Author Stephen Harrigon visits, in conversation with Paul Andrew Hutton.
The story of Texas is the story of struggle and triumph in a land of extremes. It is a story of drought and flood, invasion and war, boom and bust, and the myriad peoples who, over centuries of conflict, gave rise to a place that has helped shape the identity of the United States and the destiny of the world.
"I couldn't believe Texas was real," the painter Georgia O'Keeffe remembered of her first encounter with the Lone Star State. It was, for her, "the same big wonderful thing that oceans and the highest mountains are."
Big Wonderful Thing invites us to walk in the footsteps of ancient as well as modern people along the path of Texas's evolution. Blending action and atmosphere with impeccable research, New York Times best-selling author Stephen Harrigan brings to life with novelistic immediacy the generations of driven men and women who shaped Texas, including Spanish explorers, American filibusters, Comanche warriors, wildcatters, Tejano activists, and spellbinding artists--all of them taking their part in the creation of a place that became not just a nation, not just a state, but an indelible idea.
Written in fast-paced prose, rich with personal observation and a passionate sense of place, Big Wonderful Thing calls to mind the literary spirit of Robert Hughes writing about Australia or Shelby Foote about the Civil War. Like those volumes, it is a big book about a big subject, a book that dares to tell the whole glorious, gruesome, epically sprawling story of Texas.
Stephen Harrigan has devoted much of his life to exploring and explaining Texas, ever since his family crossed the Red River from Oklahoma in 1953. He is the author of numerous works of nonfiction and fiction, including the critically acclaimed novels A Friend of Mr.

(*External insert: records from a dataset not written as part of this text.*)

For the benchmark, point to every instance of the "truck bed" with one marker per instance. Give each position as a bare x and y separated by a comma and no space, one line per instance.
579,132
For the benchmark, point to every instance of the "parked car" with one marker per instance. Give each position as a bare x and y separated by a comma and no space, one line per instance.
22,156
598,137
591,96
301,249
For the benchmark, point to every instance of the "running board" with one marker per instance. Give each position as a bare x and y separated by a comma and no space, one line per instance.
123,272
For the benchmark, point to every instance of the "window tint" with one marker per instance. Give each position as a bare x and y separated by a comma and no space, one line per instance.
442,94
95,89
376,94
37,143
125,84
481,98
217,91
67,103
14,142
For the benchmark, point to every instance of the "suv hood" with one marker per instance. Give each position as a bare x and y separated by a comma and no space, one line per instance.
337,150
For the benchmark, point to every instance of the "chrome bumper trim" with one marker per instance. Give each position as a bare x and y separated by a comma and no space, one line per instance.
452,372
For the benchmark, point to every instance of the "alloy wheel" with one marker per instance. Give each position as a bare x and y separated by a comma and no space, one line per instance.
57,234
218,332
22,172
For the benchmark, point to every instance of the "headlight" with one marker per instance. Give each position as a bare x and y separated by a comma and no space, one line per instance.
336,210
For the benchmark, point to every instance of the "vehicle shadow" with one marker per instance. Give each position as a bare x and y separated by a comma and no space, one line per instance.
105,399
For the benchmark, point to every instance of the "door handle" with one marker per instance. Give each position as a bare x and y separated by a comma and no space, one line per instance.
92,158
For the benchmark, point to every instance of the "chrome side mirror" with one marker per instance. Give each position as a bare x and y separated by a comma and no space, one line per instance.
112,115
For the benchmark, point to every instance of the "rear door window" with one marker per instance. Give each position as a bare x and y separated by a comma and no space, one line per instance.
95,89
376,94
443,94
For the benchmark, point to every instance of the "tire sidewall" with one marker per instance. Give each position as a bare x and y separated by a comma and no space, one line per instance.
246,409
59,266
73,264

Lincoln, Remember Ben Clayton, and the New York Times best seller The Gates of the Alamo. He is a longtime writer for Texas Monthly and an award-winning screenwriter who has written many movies for television.
Paul Andrew Hutton is an American cultural and military historian, an award-winning author, documentary writer, and television personality. He is also Distinguished Professor of History at the University of New Mexico, a former executive director of the Western History Association, and a past president of Western Writers of America. He is a six time winner of the Western Writers of America Spur Award and a six time winner of the Western Heritage Award from the National Cowboy and Western Heritage Museum. In addition he has appeared in over 300 television shows on the History Channel, Discovery, PBS, NBC, CBS, BBC, Fox and other networks and has written a dozen documentaries for television and state and national parks.